In a way, Powers’ play is another kind of boxing match. In the ring are four men famous for different reasons, but united in their friendship and their own individual attempts to challenge the racist and unequal society they were living in. In one corner is the Nation of Islam spokesman Malcolm X who sees Cooke’s potential as a voice in the fight for black rights and wants the singer to dedicate himself to the cause. In the other corner is Cooke, who is not interested in being teetotal and abstinent, he just wants to party. Inbetween them is the brilliantly boastful 22 year-old Ali – on the verge of joining the Nation of Islam – and the worldly wise Brown who shuns X's hard-line ideologies.
It’s a fictional account, and it may sound a little dry, but Powers' funny, agile dialogue keeps things moving at an athletic pace.

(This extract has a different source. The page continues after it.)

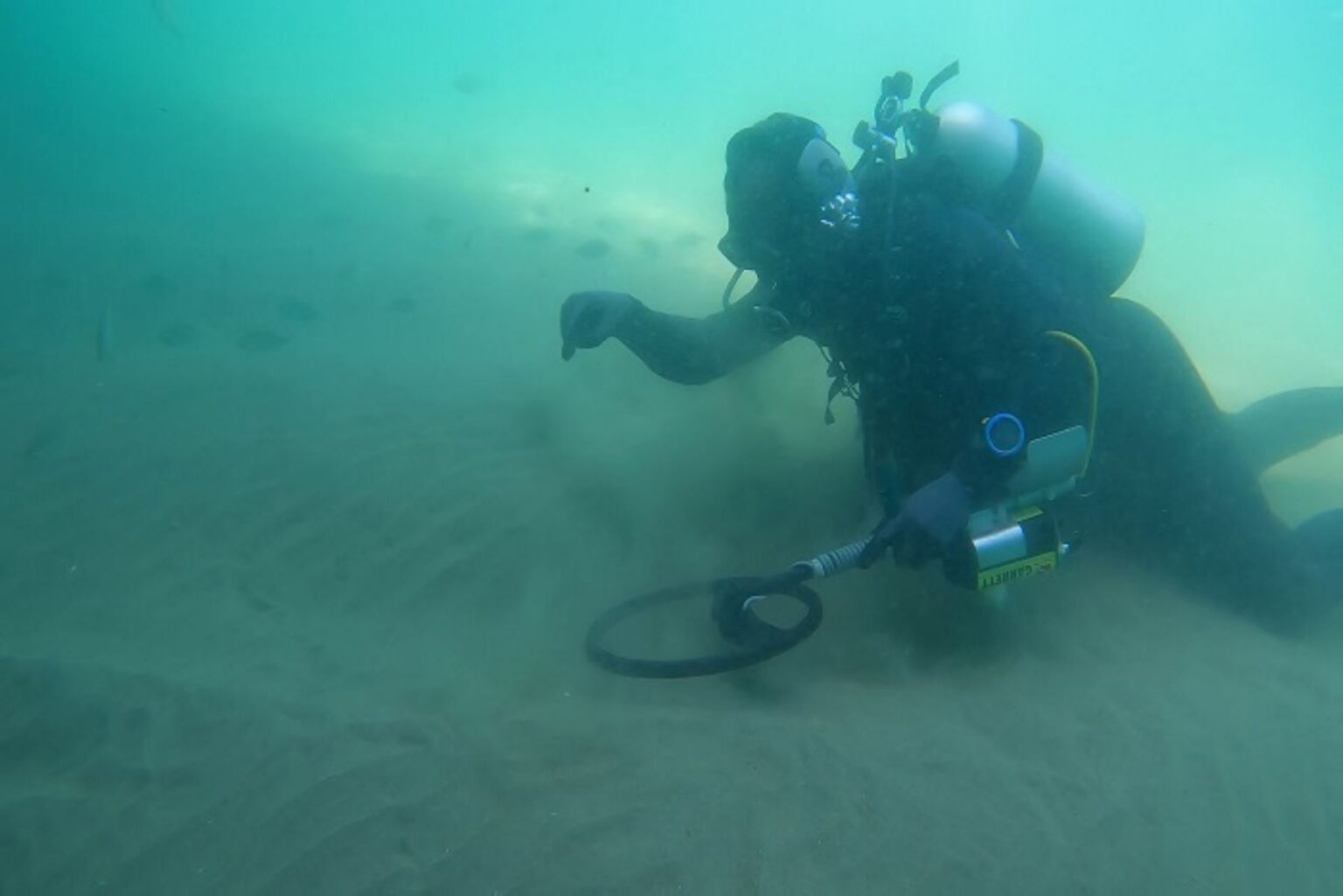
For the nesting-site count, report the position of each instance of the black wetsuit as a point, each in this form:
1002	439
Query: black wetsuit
937	320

After rounds of batting their opinions back and forward, often the tension is broken by a lighter, funnier line – "I’m way too pretty not to be in the movies" quips Ali at one point. Powers also uses hindsight to create several witty moments including Brown's reaction to Ali's new name: "Shit that’s gonna be hard to remember".
One Night in Miami looks at the arguments behind some of what was happening at the time in America. It polarises X and the Nation of Islam's focus on segregation with Cooke’s attempts at integration from within the white establishment. It is a fascinating portrait of four fascinating men. Kwame Kwei-Armah‘s taut direction keeps them in the ring of the motel all night and still manages to keep the thread of argument dynamic.

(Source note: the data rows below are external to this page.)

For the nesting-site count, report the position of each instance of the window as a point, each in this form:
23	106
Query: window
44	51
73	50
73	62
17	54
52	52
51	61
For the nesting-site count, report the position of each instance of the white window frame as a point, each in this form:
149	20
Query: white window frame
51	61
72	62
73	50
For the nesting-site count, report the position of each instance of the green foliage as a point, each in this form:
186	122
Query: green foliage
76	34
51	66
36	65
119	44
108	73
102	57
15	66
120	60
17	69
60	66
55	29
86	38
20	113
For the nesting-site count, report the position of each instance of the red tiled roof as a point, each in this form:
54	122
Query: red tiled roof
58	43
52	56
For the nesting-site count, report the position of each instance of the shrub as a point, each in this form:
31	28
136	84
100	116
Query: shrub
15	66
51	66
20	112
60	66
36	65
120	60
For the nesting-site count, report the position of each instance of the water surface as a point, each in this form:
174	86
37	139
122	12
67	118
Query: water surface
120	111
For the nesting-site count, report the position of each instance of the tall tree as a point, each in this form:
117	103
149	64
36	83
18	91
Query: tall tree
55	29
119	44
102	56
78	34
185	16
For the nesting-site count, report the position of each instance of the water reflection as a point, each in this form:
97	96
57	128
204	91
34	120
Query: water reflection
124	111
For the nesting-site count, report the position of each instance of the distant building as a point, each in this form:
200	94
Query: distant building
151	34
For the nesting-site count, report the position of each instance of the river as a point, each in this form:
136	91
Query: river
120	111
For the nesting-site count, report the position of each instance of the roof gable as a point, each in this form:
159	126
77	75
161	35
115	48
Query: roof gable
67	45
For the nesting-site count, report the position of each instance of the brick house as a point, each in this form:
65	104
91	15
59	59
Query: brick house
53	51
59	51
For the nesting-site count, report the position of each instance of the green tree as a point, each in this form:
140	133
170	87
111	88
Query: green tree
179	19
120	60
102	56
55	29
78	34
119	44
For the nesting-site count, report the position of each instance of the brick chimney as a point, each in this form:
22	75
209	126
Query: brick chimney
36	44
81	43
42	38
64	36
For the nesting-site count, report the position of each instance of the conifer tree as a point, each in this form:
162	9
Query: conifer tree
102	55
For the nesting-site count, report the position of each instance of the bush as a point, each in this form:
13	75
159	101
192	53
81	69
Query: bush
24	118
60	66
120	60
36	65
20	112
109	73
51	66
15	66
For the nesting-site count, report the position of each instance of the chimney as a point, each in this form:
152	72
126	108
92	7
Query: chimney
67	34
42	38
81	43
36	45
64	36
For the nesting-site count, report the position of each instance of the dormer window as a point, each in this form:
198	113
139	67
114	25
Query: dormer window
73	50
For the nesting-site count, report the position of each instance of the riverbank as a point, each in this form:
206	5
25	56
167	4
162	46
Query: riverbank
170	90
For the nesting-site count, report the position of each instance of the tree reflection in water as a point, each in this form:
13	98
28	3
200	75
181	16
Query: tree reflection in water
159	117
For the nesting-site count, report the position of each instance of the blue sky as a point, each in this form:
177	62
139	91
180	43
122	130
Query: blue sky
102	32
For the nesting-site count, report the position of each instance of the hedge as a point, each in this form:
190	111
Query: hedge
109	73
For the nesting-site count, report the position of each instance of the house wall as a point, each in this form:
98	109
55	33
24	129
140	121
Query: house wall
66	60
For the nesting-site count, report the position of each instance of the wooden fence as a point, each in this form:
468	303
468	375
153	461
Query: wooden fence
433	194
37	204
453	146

Ali’s is the only part that feels underwritten in this play and Powers has him as an innocent – he is easily influenced by both Cooke and X, swaying either way like long grass. Sope Dirisu plays him with a beautiful, believable, vibrant and naïve energy and his portrayal is one among four uniformly excellent performances. There’s palpable conflict in Francois Battiste’s very strong depiction of X, while David Ajala is great as a wise and likeable everyman Brown. Arinze Kene is a superb Cooke, who regularly breaks out into song, and has a voice that channels the old master uncannily. If you are a Cooke fan, it is a treat to hear him sing. These are four excellent actors with meaty roles and it is worth seeing the play for their performances alone.
By the end, Kwei-Armah links the '60s to today to remind us how far we have still got to go in the fight against racism and for equality. As Cooke’s song "A Change is Gonna Come" rings out towards the end, you can only hope that the song's title is still true.
One Night in Miami runs at the Donmar Warehouse until 3 December.